Does he still believe there should be restrictions on where representation elections are held, when they are held (so-called quickie elections), and whether unions (but not employers) should be allowed to have an observer during the election (similar to poll watchers) to make sure that the election is conducted fairly, that there is no campaigning by employers or unions during the election, and that voters are only those eligible employees entitled to vote in an appropriate agreed-upon bargaining unit?
Does he still believe unions should be allowed to advocate for increasing the number of strikes by permitting repeated, short-duration, grievance strikes to overcome the current prohibition on partial or intermittent strikes? And I would add with a more than a hint of sarcasm, that this is just what we need in the current economy: numerous, short-term strikes to disrupt production and sales.
These are just some of his controversial views that he needs to explain today. But it doesn’t end there. Mr. Becker has written extensively about NLRB decisions that he feels were wrongly decided and should be reversed.
He should also use this hearing to try and convince us that his strong advocacy as a lawyer both with the AFL-CIO and with the SEIU would not interfere with his ability to be a balanced and impartial decision-maker at the NLRB.
He also needs to explain his controversial actions as a member of president Obama’s transition team for the Department of Labor while employed by the SEIU and AFL-CIO. He has admitted drafting the Executive Order issued last January revoking the so-called Beck notice-posting requirement for federal contractors and requiring instead the posting of a notice of employee rights under labor law.
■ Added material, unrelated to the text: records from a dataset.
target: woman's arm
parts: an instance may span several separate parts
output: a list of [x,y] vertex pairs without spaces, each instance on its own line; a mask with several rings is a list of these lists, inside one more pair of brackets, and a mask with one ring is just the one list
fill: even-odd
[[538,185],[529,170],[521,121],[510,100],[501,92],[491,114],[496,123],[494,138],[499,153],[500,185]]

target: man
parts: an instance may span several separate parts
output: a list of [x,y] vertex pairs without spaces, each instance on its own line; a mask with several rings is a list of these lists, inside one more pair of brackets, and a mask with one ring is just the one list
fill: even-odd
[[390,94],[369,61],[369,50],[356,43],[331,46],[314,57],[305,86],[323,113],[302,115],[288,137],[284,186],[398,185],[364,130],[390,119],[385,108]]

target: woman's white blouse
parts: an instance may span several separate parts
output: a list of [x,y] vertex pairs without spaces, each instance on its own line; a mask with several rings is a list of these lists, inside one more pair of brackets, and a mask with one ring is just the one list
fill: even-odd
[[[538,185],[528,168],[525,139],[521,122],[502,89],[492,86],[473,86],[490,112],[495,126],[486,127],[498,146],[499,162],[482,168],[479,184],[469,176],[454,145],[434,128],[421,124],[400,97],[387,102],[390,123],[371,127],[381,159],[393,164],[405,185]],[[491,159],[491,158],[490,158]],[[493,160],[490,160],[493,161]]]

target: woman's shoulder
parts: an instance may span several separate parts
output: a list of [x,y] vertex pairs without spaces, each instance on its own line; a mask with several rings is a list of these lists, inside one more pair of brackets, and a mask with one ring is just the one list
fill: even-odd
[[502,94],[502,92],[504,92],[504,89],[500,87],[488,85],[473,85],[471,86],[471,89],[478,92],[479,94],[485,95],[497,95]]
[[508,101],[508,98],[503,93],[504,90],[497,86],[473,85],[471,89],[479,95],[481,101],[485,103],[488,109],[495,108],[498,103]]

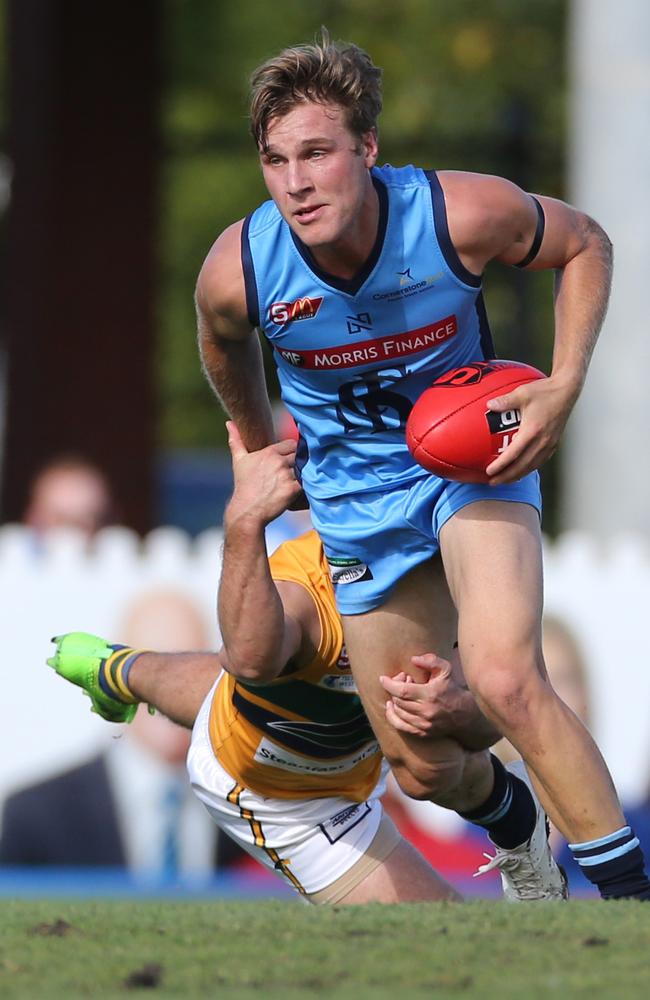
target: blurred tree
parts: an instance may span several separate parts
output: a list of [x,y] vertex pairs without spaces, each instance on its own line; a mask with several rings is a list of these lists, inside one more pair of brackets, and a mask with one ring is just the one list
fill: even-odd
[[[247,79],[326,25],[384,68],[382,161],[502,174],[562,195],[566,0],[167,0],[158,385],[162,447],[223,442],[192,293],[210,244],[264,199]],[[488,272],[497,349],[548,369],[549,275]],[[552,479],[552,464],[545,472]],[[551,491],[552,493],[552,491]],[[553,505],[547,528],[553,528]]]

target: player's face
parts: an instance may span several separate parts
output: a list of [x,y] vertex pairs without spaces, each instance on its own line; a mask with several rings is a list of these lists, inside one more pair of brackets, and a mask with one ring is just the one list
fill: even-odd
[[299,104],[271,119],[260,158],[269,194],[303,243],[314,250],[372,245],[375,233],[363,230],[376,228],[374,131],[359,139],[338,106]]

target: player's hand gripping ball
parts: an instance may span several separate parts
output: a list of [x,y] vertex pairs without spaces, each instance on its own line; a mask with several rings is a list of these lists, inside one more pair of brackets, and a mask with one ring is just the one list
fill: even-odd
[[521,421],[519,410],[488,410],[488,399],[545,377],[518,361],[473,361],[441,375],[406,423],[413,458],[443,479],[487,483],[486,467],[508,447]]

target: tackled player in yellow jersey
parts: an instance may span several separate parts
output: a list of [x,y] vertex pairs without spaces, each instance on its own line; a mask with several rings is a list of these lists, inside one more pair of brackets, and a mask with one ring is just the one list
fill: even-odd
[[[197,795],[220,827],[308,899],[457,898],[383,814],[386,764],[349,672],[320,540],[308,532],[267,557],[265,526],[297,491],[295,445],[249,454],[234,425],[229,432],[235,487],[224,523],[221,652],[143,653],[102,640],[83,652],[83,634],[73,633],[58,640],[50,662],[85,687],[105,717],[116,720],[120,706],[126,717],[129,702],[147,701],[182,724],[196,719],[188,768]],[[516,869],[504,880],[506,896],[549,898],[551,877],[550,898],[561,898],[545,839],[532,852],[516,840],[527,803],[542,813],[521,762],[510,773],[499,770],[483,749],[498,734],[463,685],[459,665],[452,676],[447,661],[423,654],[408,666],[428,670],[429,681],[407,674],[382,681],[388,721],[396,736],[402,731],[401,745],[414,747],[391,760],[400,785],[488,830],[496,857]],[[415,752],[423,735],[426,766]],[[503,845],[513,837],[512,847]]]

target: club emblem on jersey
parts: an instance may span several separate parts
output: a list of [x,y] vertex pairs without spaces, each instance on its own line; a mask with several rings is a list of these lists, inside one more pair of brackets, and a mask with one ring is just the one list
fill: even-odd
[[348,333],[363,333],[364,330],[372,330],[372,317],[370,313],[359,313],[358,316],[346,316],[348,323]]
[[269,318],[276,326],[286,326],[300,319],[313,319],[322,301],[323,296],[319,295],[315,299],[304,296],[295,302],[273,302],[269,308]]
That executive order was unquestionably in his employer's best interests; in fact, the AFL-CIO called for such actions in its written recommendations for the labor department transition team.
He also needs to explain his controversial work on behalf of ACORN. The controversial organization, linked to numerous instances of voter fraud, has praised Mr. Becker’s service in working to organize home care workers.
Finally, and most importantly, he should explain how productive a board member he can be when he is required for at least one year, and possibly longer, to recues himself under the government ethics rules from cases involving the AFL-CIO and the SEIU, when he continues to be employed by both.
Of course, we have had practicing lawyers confirmed to the NLRB in the past where they have been required to recues themselves from cases involving their clients. But this is the first time in my memory – and perhaps ever in the history of the NLRB – where a nominee is from the largest federation of labor unions and one of the largest international unions.
Before we vote, we should at least know how many cases Mr. Becker would have to recuse himself from if he were on the NLRB.
Mr. Chairman, that's a lot of explaining to do. That's why his nomination is so controversial.
Unfortunately, his answers to well over 200 written questions I submitted to him last year were entirely unsatisfactory – his replies, for the most part, merely restated over and over that (1) he was acting as a scholar when he wrote all of those articles, (2) that now suddenly he has no views that would prevent him from being open-minded, and (3) that he could not answer because if confirmed he might be required to rule on a case involving similar issues.
So, Mr. Chairman, I am certainly looking forward to more complete, forthcoming, and candid answers this afternoon.